The promoters of the initiative, Antonio Horvath, Carlos Cantero, José Antonio Gómez, Jaime Orpis and Hosaín Sabag, argue that it is essential that measures be taken so that fishing gear is not altered if it increases the incidental catch of sharks.
They also consider it necessary to allow the release of this resource without compromising its integrity or its life.
As prices of shark fins are excessively high and actual bodies have a low value, fishermen usually cut the fins and throw the rest of the specimen into the sea.
The senators demand that the practice of forcing fishermen to land sharks with their fins attached to every body be implemented, as indicated by the National Action Plan for the Conservation of Sharks, which was adopted by the Government of Chile in 2006.
|Shark fins are prized in Asian countries, where they prepare a soup is a delicacy. (Photo: Stock File)
The initiative, which will soon be reviewed by the Committee on Fisheries of the Upper House, aims to eradicate the fishing method in the country which affects around 15 species of shark, especially the tile and the porbeagle.
This bill is driven by the organization Oceana, whose executive director, Alex Munoz said: "Chile has become a major exporter of shark fins, this practice is severely affecting the conservation of these animals, so we hope that this country will introduce a law banning shark finning as soon as possible."
The regulations apply to all vessels that conduct fishing activities whether directed or incidental catches of sharks are carried out in Chilean waters.

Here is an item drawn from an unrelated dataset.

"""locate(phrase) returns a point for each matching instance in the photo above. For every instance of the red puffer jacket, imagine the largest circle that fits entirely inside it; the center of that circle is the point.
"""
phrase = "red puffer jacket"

The senators claim that "the disappearance of sharks can destabilize the system and cause many negative ecological impacts on the structures and functions of marine ecosystems and communities."
They add that "in fact, the decline in shark populations and ecosystems is altering some parts of the world."
According to data provided by the National Customs Service between 2006 and 2009, Chile exported more than 71 tonnes of dried shark fins, corresponding to eight different species.